Shrink wrap? Never heard of it… For crafting? Really now? Well, bring it on then!
My first thoughts were one of curiosity. A little Google, a little Pinterest… I was hooked! You print something on this film, then you cut it to size and then it goes into the preheated oven. At around 160 degrees, the shape of the craft piece reduces by about half. The once thin, flexible film melts into a solid, stable and significantly thicker form. All sorts of shape variations are possible. If you don't have a printer - like me - you simply draw on the foil. Sounds really easy. Let's go!
... shrink wrap from SKULLPAPER
... colored pens (I used fineliner)
... an inkjet printer (if you want to print the motif)
... your motif idea
and one Oven , for heating the shrink film
So what should my first project be? With a little skill you could make pendants, necklaces, earrings, even rings with shrink film. It happened that my little cousin was celebrating her birthday - at the sweet age of 13, she was still open to all sorts of knick-knacks. So I forgot my principle of only making useful things and thought about a personalized pendant. To start practicing, I thought I would do something comparatively simple.

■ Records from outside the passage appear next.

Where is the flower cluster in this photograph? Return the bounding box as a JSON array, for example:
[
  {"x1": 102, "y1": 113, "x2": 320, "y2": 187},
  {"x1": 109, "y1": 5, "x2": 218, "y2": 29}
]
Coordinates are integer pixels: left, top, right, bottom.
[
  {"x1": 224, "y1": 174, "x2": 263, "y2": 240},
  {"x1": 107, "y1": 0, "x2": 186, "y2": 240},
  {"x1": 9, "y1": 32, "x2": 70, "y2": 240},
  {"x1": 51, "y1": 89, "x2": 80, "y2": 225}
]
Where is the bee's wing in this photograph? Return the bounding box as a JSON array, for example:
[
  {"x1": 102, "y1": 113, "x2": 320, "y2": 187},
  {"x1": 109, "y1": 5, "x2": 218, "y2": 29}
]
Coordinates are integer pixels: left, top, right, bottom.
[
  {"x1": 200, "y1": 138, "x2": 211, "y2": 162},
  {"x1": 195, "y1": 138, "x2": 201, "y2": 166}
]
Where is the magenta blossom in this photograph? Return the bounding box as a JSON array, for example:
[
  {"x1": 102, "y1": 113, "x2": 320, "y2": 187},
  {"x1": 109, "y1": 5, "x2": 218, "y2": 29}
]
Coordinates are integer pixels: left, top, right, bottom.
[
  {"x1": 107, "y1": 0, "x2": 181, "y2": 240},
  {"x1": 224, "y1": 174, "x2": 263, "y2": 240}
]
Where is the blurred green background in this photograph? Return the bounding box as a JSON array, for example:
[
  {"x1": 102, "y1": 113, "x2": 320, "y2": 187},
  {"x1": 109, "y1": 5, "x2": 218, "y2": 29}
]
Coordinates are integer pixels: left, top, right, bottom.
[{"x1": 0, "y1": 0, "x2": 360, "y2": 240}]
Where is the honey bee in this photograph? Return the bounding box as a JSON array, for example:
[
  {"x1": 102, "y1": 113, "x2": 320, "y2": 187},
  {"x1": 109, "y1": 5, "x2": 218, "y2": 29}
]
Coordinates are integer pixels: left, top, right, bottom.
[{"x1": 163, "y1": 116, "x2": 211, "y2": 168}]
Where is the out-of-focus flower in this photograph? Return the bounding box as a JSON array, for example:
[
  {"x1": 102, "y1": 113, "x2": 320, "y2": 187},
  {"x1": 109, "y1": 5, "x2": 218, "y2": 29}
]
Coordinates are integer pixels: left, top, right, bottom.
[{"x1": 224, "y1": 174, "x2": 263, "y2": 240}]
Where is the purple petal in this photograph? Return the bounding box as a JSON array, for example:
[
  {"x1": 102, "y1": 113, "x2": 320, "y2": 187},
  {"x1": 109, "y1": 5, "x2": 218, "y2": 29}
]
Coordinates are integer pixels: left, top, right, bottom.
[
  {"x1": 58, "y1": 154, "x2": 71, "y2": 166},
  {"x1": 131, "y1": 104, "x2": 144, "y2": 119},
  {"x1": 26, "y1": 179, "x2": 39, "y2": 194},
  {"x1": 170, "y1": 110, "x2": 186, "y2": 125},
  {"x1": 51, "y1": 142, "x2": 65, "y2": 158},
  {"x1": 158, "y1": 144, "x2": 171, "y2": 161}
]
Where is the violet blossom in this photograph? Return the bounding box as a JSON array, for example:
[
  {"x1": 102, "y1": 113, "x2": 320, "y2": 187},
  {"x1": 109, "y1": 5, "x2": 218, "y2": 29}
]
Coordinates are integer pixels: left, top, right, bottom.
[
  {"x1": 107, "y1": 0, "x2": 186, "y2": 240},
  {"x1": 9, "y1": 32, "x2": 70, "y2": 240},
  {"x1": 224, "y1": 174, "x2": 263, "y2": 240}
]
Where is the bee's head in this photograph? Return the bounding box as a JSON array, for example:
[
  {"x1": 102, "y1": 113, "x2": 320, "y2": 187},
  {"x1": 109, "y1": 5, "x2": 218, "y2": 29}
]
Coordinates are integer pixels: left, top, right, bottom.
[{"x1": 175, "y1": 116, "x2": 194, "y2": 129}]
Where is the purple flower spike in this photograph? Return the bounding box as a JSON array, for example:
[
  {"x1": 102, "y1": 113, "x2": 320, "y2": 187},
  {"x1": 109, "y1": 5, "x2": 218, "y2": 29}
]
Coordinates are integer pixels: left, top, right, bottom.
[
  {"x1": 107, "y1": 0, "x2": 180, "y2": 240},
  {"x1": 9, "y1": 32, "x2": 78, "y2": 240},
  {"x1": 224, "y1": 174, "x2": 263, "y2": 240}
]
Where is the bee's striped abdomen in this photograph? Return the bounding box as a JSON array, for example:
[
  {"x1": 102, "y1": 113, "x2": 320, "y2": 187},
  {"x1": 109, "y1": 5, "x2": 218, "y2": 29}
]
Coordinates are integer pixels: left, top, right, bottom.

As mentioned, I was printerless. So I would have to become artistically active myself. So I drew a few cute animals on the foil with fineliner and cut them out accurately with scissors.
Then things got exciting:
Preheat the oven and put in the shrink wrap. You couldn't look that quickly... oops, the film pulled together in an uncoordinated manner, so that you had to worry that the work of art would be destroyed. But the more uncoordinated the film began to contract in one place, the more controlled it continued in the remaining areas until it had shrunk evenly. This all happened within seconds. The previously large holes that I had previously simply punched and that were intended to attach a key ring had also melted into small, stable depressions. “Great!” I thought.
It takes a bit of practice and experience, I realized: if you leave the foil in the oven for a few seconds too long, you risk that your own work of art can no longer be bent into the correct shape. For example, for a precisely flat trailer, you should take the shrink wrap out of the oven immediately after shrinking and flatten it (I used a spatula). The shrinking process itself is also much faster than stated on the packaging. Attention is required because the time window is smaller than expected. But anyone who has developed a bit of a routine after the third or fourth sample will quickly be bubbling over with new ideas.
I, for one, am very excited and have already thought about other projects (no frills). So: definitely try it out and get creative yourself!